On April 27th, a hacker exploited a vulnerability in the GatewayEVM contract of ZetaChain’s first-level blockchain. The incident affected only the team’s internal wallets, according to the developers.
There was an attack against the ZetaChain GatewayEVM contract today that impacted the internal ZetaChain team wallets only. We’ve already blocked the attack vector so no more funds can be compromised and will be releasing a detailed post mortem after we have completed our…
— ZetaChain 🟩 (@ZetaChain) April 27, 2026
User funds were not affected. Upon discovering the attack, the project managed to prevent further asset compromise by halting cross-chain transactions.

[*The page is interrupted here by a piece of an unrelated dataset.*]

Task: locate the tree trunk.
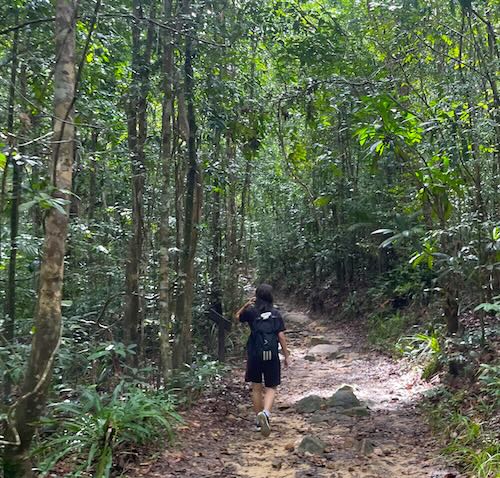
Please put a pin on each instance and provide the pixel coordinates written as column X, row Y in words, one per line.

DefiLlama estimated the damage at $300,000. The ZetaChain team did not disclose the exact amount but promised to release a detailed report soon.

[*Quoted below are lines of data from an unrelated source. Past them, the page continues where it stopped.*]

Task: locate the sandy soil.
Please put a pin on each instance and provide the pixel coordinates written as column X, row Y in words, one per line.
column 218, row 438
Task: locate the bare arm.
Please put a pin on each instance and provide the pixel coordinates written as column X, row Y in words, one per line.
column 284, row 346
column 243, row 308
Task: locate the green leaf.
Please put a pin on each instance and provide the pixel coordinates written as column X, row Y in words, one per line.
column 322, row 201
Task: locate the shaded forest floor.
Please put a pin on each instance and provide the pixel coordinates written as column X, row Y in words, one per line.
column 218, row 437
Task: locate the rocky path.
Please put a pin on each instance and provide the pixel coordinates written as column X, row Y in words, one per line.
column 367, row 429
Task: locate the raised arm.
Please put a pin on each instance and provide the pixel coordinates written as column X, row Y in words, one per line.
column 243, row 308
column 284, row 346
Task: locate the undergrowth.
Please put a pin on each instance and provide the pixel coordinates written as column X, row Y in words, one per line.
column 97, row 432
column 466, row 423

Preliminary analysis by SlowMist pointed to a vulnerability in the call function of the GatewayZEVM contract. It lacks access control and input validation, allowing any user to initiate malicious cross-network calls.
🚨. @ZetaChain has been exploited. Based on initial analysis, the following outlines the root cause.
Root Cause
The core vulnerability lies in the call function of ZetaChain’s GatewayZEVM contract, which lacks both access control and input validation. This allows any arbitrary… https://t.co/U63DKIfgDZ pic.twitter.com/WbAHdiciRc— SlowMist (@SlowMist_Team) April 28, 2026
The relay picked up these calls and executed them in target networks, allowing the attacker to withdraw funds.

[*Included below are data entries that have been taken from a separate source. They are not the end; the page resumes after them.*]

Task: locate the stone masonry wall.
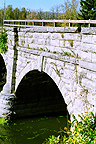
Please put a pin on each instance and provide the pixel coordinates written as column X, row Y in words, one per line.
column 67, row 55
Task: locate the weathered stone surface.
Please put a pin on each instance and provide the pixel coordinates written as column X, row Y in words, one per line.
column 67, row 55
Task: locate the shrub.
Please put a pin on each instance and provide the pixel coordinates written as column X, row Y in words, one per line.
column 82, row 131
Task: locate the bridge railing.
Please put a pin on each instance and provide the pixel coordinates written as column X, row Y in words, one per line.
column 31, row 23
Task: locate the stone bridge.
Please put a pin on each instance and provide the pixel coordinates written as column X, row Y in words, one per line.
column 66, row 54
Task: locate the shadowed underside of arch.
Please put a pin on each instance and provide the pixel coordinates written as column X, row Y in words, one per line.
column 37, row 94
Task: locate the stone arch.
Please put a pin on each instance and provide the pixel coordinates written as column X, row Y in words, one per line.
column 38, row 94
column 3, row 72
column 30, row 66
column 55, row 76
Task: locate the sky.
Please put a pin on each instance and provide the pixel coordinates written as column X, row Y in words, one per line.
column 45, row 5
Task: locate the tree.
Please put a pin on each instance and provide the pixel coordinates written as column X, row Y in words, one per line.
column 1, row 16
column 70, row 10
column 9, row 13
column 16, row 13
column 88, row 10
column 23, row 14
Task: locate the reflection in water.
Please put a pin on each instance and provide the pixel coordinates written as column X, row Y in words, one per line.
column 31, row 130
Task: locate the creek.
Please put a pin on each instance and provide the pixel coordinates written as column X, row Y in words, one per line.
column 32, row 130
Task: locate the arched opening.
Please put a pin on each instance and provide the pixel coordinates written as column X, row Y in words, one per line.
column 37, row 94
column 3, row 73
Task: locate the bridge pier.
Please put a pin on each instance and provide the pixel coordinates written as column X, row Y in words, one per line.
column 6, row 101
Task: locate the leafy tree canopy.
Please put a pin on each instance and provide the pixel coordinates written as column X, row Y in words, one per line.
column 87, row 10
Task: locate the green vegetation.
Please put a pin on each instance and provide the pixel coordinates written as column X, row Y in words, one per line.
column 3, row 41
column 68, row 10
column 2, row 122
column 88, row 10
column 82, row 131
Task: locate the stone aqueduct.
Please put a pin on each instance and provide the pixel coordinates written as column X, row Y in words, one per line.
column 66, row 54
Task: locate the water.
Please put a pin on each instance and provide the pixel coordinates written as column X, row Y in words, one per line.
column 31, row 130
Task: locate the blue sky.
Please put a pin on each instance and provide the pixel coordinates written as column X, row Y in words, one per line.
column 45, row 5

Following the incident, the price of the ZETA token fell by 0.6% to $0.05.
A Wave of Breaches
Simultaneously, the Singularity Finance project on the Base network was also hacked, noted cybersecurity expert Arsen.
🚨 $413K drained from Singularity Finance.
Admin set unsupported oracle fee tier, and every pool returned address(0).
Attacker flash-loaned 100k USDC, minted 99.99% of supply, redeemed for real balances. pic.twitter.com/gnM5eOvQKh
— Arsen (@arsen_bt) April 27, 2026
The platform administrator erred in settings, specifying an unsupported fee for oracles, which the hacker exploited. The attacker took a loan of 100,000 USDC on Morpho, deposited them into storage, received all tokens (99.99%) at an incorrect rate, and withdrew real funds.
The damage amounted to $413,000. At the time of publication, the Singularity team had not commented on the incident.
The SFI coin’s price fell by 0.3% to $0.005, according to CoinGecko.
Earlier, on April 26th, hackers attacked the DeFi protocol Scallop and withdrew about 150,000 SUI from the sSUI reward pool. A few days before, attackers had compromised the Volo platform.